If I want to support you, what can I do?

Firstly, recognise and be aware of the statistics and lived experience of inequity in New Zealand - recognise your privilege. Then take tangible steps towards using your privilege to uplift others! In the context of Koha Apparel, you can come down and volunteer with us - head over to our website and register your interest - https://kohaapparel.com/pages/get-involved 

Continue to support Koha Apparel and other initiatives that tackle unsustainable practices, while also remaining critical of the systems that force these initiatives to exist in the first place. Aim to make these services redundant because the need no longer exists, campaign for a better world like your life depends on it, because frankly, it does.  

What is your wish for Koha and all the volunteers in 2022?

I hope for the day we can all connect again on a bigger scale. Everyone that turns up is fuelled by a passion for connection and giving. It's why we turn up every week. I hope we can continue to reach more people and shine a bigger light on the inequity that litters New Zealand. Overall, I hope we can protect people from the bitter cold of the night, restore the dignity that should never have been stripped away from them and move closer towards our services being unneeded. 
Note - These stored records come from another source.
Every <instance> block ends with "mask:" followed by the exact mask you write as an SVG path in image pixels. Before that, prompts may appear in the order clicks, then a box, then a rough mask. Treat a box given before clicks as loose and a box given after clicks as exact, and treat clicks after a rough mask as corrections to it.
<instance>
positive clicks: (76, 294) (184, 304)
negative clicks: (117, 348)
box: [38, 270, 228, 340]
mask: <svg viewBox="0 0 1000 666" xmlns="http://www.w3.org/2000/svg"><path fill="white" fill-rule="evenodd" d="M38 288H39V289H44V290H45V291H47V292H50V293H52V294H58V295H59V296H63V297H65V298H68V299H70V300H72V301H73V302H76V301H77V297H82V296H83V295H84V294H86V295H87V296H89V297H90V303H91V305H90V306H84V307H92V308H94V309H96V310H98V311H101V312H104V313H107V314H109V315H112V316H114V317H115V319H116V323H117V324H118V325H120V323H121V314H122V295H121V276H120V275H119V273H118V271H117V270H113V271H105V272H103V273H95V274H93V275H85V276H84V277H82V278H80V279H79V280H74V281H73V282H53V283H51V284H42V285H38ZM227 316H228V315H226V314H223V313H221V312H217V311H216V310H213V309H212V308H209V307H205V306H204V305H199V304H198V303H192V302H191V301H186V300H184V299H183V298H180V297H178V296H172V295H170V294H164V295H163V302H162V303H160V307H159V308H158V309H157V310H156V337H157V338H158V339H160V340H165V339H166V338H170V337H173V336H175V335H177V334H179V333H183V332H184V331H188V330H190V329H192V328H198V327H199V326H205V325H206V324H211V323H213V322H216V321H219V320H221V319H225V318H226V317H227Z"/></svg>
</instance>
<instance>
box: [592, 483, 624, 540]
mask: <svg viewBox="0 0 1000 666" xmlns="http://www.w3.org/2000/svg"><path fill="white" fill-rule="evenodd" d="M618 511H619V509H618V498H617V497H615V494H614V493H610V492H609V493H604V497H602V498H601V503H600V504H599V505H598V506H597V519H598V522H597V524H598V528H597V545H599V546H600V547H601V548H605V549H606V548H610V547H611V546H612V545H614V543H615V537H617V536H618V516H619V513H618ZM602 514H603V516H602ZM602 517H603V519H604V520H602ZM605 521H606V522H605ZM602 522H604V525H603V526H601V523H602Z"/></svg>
What advice can you give to people to reduce their clothing consumption?

Think before you buy. Ask yourself a couple of simple questions. How often can I wear this item? Will its resale value hold, or not? Is it versatile? Donating clothing is not the answer, donating clothing doesn’t mean it leaves this planet and in some cases donating clothing doesn’t always prolong the garments life. It all starts with how you purchase, the brands you support, go out of your way to repair your garments and explore with what you already have. We as consumers have a level of accountability to uphold, but brands need to do the tough mahi here too. 

Sadly, you‘ve never been too FAT before, but have heard about us. What does it represent to you?

It is more than a workout located within concrete pillars! You’ve created a community within FAT. Community is what people turn up for these days, we all need it. 

From 1 to 10, how excited are you to participate in the FAT GIVE BACK class on Friday?

An 11. Kevin is a great friend of mine, and I am almost embarrassed I have never been to a FAT class.

How important is movement for you?

People often ask me how I look after myself, and one of the many ways I do this is moving. Mentally I feel strong when I have taken time for myself, it keeps me sane. I feel ready for my mahi once I have had that hour of Charli time in the morning and feel I can let go of my mahi during meditation in the evenings.